Hopstock's professional career began as early as 1945 with a position as curator at the newly established Berg-Kragerø Museum at Kragerø.
In 1954 he was hired as a curator at the Norwegian Museum of Cultural History. As such he was responsible for Bogstad Manor from 1955 and the Norwegian Pharmacy Museum (Norsk Farmasihistorisk Museum) from 1963.

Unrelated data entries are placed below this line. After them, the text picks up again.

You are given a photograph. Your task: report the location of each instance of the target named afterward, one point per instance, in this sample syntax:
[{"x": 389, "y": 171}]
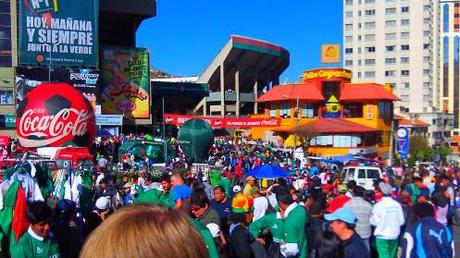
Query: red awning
[
  {"x": 335, "y": 126},
  {"x": 292, "y": 92},
  {"x": 366, "y": 91}
]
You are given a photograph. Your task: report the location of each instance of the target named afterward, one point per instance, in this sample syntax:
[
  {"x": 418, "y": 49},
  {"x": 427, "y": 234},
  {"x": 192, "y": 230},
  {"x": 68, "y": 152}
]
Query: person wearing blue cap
[{"x": 343, "y": 222}]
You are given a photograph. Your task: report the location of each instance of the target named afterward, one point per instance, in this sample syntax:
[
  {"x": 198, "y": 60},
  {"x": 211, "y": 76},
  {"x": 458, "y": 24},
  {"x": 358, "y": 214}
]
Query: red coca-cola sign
[{"x": 53, "y": 115}]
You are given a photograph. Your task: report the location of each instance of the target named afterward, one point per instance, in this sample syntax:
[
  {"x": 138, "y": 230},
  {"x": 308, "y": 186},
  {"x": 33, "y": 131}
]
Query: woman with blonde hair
[{"x": 142, "y": 230}]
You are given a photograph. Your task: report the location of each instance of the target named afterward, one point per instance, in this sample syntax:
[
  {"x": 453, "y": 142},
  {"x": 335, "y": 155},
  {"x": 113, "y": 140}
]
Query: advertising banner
[
  {"x": 58, "y": 32},
  {"x": 125, "y": 82},
  {"x": 84, "y": 80},
  {"x": 330, "y": 53},
  {"x": 55, "y": 115},
  {"x": 226, "y": 122},
  {"x": 402, "y": 144}
]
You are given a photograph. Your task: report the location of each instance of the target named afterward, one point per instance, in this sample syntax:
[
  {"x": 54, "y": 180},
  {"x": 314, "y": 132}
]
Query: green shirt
[
  {"x": 295, "y": 228},
  {"x": 207, "y": 237},
  {"x": 270, "y": 221},
  {"x": 32, "y": 245},
  {"x": 152, "y": 196}
]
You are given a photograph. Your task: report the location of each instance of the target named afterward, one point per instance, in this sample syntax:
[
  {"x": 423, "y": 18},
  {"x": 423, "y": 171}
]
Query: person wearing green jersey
[{"x": 37, "y": 241}]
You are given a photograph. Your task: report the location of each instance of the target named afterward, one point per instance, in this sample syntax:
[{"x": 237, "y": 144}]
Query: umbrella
[
  {"x": 103, "y": 133},
  {"x": 268, "y": 171}
]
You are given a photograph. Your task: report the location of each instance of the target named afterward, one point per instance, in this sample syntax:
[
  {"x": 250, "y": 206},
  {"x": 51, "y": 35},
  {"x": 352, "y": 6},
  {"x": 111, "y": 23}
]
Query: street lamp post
[{"x": 52, "y": 46}]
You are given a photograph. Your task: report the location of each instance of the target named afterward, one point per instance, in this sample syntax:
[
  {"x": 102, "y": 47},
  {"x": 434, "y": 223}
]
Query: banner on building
[
  {"x": 225, "y": 122},
  {"x": 330, "y": 53},
  {"x": 125, "y": 82},
  {"x": 84, "y": 80},
  {"x": 402, "y": 142},
  {"x": 58, "y": 32}
]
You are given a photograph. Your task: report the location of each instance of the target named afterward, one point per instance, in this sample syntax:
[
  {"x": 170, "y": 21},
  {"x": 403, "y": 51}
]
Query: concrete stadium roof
[{"x": 255, "y": 60}]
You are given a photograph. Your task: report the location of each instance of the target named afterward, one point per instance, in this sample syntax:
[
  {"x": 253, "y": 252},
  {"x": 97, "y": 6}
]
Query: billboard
[
  {"x": 125, "y": 82},
  {"x": 58, "y": 32},
  {"x": 84, "y": 80},
  {"x": 330, "y": 53}
]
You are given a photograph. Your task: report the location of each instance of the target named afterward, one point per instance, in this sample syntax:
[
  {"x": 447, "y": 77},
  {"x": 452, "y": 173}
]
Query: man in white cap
[{"x": 387, "y": 217}]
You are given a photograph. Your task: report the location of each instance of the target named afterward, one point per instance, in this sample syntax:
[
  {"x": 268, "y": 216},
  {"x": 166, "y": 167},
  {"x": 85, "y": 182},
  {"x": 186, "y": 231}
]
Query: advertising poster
[
  {"x": 125, "y": 82},
  {"x": 84, "y": 80},
  {"x": 58, "y": 32}
]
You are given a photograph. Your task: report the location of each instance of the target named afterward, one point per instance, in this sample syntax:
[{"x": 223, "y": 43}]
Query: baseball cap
[
  {"x": 214, "y": 229},
  {"x": 342, "y": 188},
  {"x": 102, "y": 203},
  {"x": 344, "y": 214},
  {"x": 385, "y": 188},
  {"x": 237, "y": 189}
]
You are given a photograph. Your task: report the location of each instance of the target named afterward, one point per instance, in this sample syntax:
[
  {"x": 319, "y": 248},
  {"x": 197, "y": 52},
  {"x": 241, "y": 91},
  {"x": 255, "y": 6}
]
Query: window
[
  {"x": 390, "y": 73},
  {"x": 369, "y": 25},
  {"x": 391, "y": 10},
  {"x": 405, "y": 60},
  {"x": 390, "y": 48},
  {"x": 390, "y": 23},
  {"x": 405, "y": 35},
  {"x": 369, "y": 74},
  {"x": 272, "y": 110},
  {"x": 404, "y": 47},
  {"x": 285, "y": 110},
  {"x": 390, "y": 60},
  {"x": 353, "y": 110},
  {"x": 6, "y": 97},
  {"x": 309, "y": 111},
  {"x": 369, "y": 61},
  {"x": 369, "y": 37},
  {"x": 369, "y": 12},
  {"x": 370, "y": 49},
  {"x": 390, "y": 36},
  {"x": 405, "y": 22},
  {"x": 405, "y": 98}
]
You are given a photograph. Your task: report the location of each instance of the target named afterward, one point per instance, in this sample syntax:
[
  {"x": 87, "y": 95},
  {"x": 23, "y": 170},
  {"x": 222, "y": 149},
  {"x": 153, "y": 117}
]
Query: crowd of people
[{"x": 224, "y": 211}]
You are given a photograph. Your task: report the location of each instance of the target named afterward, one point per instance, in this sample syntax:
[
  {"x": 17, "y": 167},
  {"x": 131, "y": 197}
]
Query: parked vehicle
[{"x": 364, "y": 176}]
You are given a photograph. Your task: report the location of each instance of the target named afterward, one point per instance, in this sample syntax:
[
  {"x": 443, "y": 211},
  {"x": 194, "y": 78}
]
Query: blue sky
[{"x": 186, "y": 35}]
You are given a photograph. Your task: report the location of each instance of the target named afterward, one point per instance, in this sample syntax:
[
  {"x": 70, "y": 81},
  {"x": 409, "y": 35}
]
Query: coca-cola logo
[{"x": 53, "y": 128}]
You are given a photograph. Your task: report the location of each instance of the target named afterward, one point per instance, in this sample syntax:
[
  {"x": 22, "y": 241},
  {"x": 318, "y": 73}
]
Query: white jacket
[{"x": 387, "y": 217}]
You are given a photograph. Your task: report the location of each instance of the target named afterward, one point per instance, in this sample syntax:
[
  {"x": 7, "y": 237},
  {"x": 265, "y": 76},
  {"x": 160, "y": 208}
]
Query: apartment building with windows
[{"x": 397, "y": 42}]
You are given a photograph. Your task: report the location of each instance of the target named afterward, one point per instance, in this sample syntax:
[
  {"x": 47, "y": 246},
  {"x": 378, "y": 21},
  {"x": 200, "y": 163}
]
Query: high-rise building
[
  {"x": 397, "y": 42},
  {"x": 449, "y": 59}
]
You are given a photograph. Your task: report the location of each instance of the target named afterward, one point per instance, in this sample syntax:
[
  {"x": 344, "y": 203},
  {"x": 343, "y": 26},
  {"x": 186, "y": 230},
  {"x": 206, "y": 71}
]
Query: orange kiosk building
[{"x": 336, "y": 116}]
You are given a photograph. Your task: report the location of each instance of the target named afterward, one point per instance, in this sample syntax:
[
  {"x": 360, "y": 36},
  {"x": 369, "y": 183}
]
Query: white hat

Important books include Stoler og stiler (1955 with Stephan Tschudi-Madsen), Norwegian Design (1957), Rosendal. Baroni og bygning (1965 with Stephan Tschudi-Madsen), Buchholmgården i Kragerø (1965), Stabbestad – Kragerøslekten Heuchs lystgård (1967), Kragerø apotek 1770–1970 (1970), Søndre Kalstad og Kragerøslekten Biørn (1975) and Jarlsberg. En norsk grevelig residens (1983 with Wasberg, Kavli and Hjelde). He contributed to volume three of Norges kulturhistorie. His ultimate work was the two-volume Bogstad. Et storgods gjennom 300 år in 1997.

He was a member of the Norwegian Academy for Language and Literature.